Five Improvised Economic Decisions By The Government May Exacerbate The Situation

Former Prime Minister, Ahmed Benbitour, and former Trade Minister, Hachemi Jaâboub, have warned against the seriousness of the economic situation now gripping the country.

Both sounded the alarm, warning against a looming social explosion against a backdrop of hovering privatizations of public companies, car factories, import prohibitions, industrial property and the printing of fresh money by the Bank of Algeria.

Former Prime Minister Ahmed Benbitour  and former Government member Hachemi Jaâboub used the economic seminar organized by the Nahda movement on Tuesday in Algiers to warn against the bleak situation  stemming from the “adventurous economic decisions” taken of late by the Government. 

Mr. Benbitour did not waver to dub this adverse situation now confronting the country as “the result of gross mismanagement and utter dilution”.

In terms of figures, Mr.  Benbitour highlighted the most important statistics that reveal the telling deterioration of the country’s economic situation. He argued to this effect that the country’s import bill is woefully continuing to rise. 
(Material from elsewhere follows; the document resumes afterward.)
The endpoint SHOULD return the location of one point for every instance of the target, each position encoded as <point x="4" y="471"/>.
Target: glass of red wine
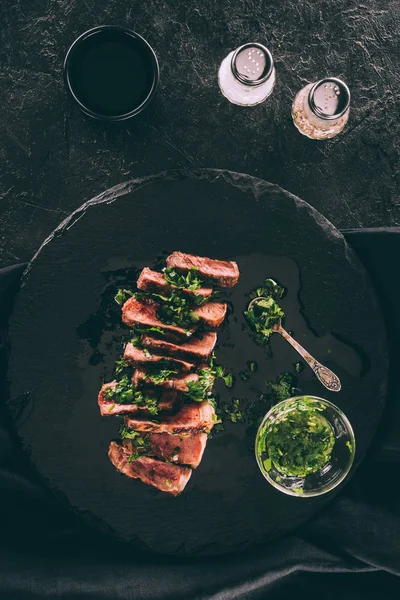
<point x="111" y="72"/>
In 2001, it reached $ 12 billion dollars and in 2016, $ 68 billion dollars, he indicated. 

Moreover, “the budget of the administration increased by 47 percent in one year, in addition to a decline in the volume of exports, which fell in 2006 by 25 percent in line with the subsequent severe drop in the price of a barrel of oil on the world market”, he further underlined.

The former Trade minister, Mr. Hachemi Jaàboub, also concurred on the matter and didn’t hesitate to draw a black picture of the country’s ongoing economic juncture. 

He accused the Government of misjudging and making ambiguous decisions. 

“Despite the improved investment climate in Algeria in recent years, the country’s officials have failed to attract fresh capital, Mr. Jaàboub said, stressing that the repeated amendments brought to the investment law, had made foreigners very wary  to invest their money in Algeria, and thereby they resorted to neighboring countries such as Morocco and Tunisia because of the myriad business facilities granted there.